Первым делом они обошли редакции журналов. Фи-липа постигла неудача: его слишком серьезный стиль не подходил к современным требованиям. Зато портфолио Энди содержало иллюстрации, выполненные в стиле нарочитой, а может и непритворной, наивности. Их свежесть, юмор мгновенно очаровывали всех, в первую очередь Тину Фредерикс, художественного директора журнала Glamour, в доме которой, на Мэдисон-авеню, он появился буквально на следующий день после своего приезда.
Она была настолько удивлена и, некоторым образом, покорена, что сразу же купила один рисунок, отдав за него десять долларов. На нем был изображен оркестр в так называемом стиле «промокашки», что стало его визитной карточкой. Двенадцатью годами позже Уорхол покорил этим же и Илеану Соннабенд. На том рисунке круглые лица музыкантов собраны как бы в букет. Глаза, носы, рты схематично набросаны, тела лишены очертаний и соединились в одну точку, из которой взметнулась рука, напоминавшая запятую и державшая то ли струнный, то ли духовой музыкальный инструмент.
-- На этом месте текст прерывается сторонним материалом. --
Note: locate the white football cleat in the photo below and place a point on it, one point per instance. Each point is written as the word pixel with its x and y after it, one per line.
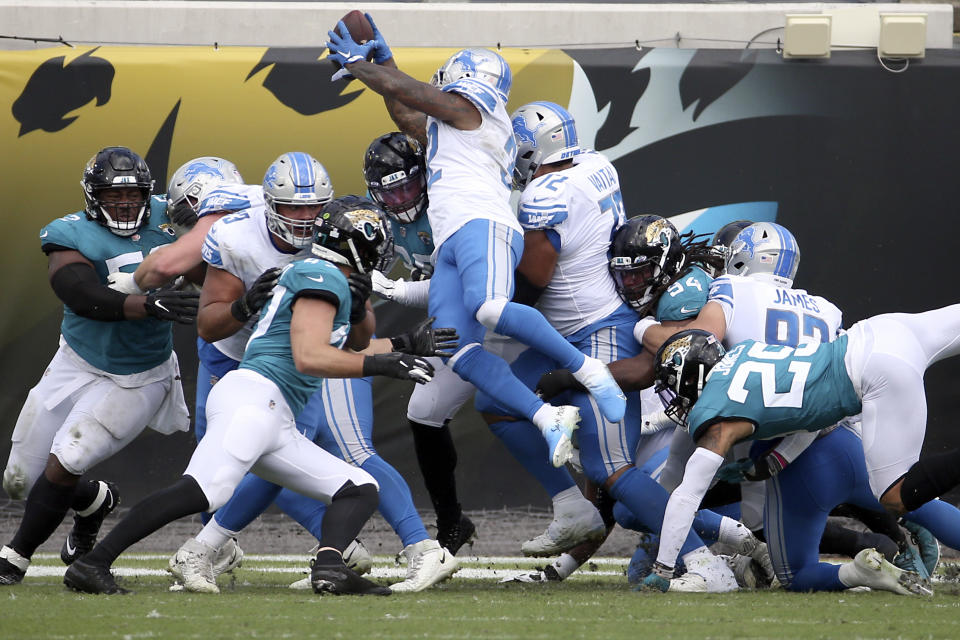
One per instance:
pixel 228 558
pixel 558 431
pixel 596 377
pixel 427 564
pixel 870 569
pixel 705 574
pixel 192 565
pixel 569 528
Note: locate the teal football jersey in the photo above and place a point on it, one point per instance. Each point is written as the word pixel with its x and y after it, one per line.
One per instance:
pixel 126 346
pixel 778 388
pixel 269 353
pixel 684 298
pixel 413 242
Этот стремительный, блестяще выполненный рисунок напоминал обложку ноябрьского номера 1948 года журнала-обозрения Cano, издаваемого студентами Технологического института Карнеги, главным редактором которого, по сути, в тот момент являлся Уорхол. Рисунок был подписан – Andre Warhola.
Снисходительное отношение Тины Фредерикс не помешало ей сказать Энди, что у него, очевидно, имеется талант, но таких способных она видит десятками каждый день.
Тем не менее ее «зацепил» этот молодой человек, «застенчивый», весь какой-то «одноцветный»: бледная кожа, светлые волосы, бесцветные глаза и «странная родинка на щеке». Тину заинтриговала отстраненность – настоящая или притворная? – этого нового знакомца. Он стоял перед нею с безвольно повисшими руками, говорил с придыханием едва слышным, умирающим голосом. Она нашла его трогательным, но весьма резко ответила – хотела спровоцировать или бросить вызов? – что его рисунки ей ни к чему. Правда, если он нарисует образцы обуви, то завтра, к 10 часам утра, она его ждет.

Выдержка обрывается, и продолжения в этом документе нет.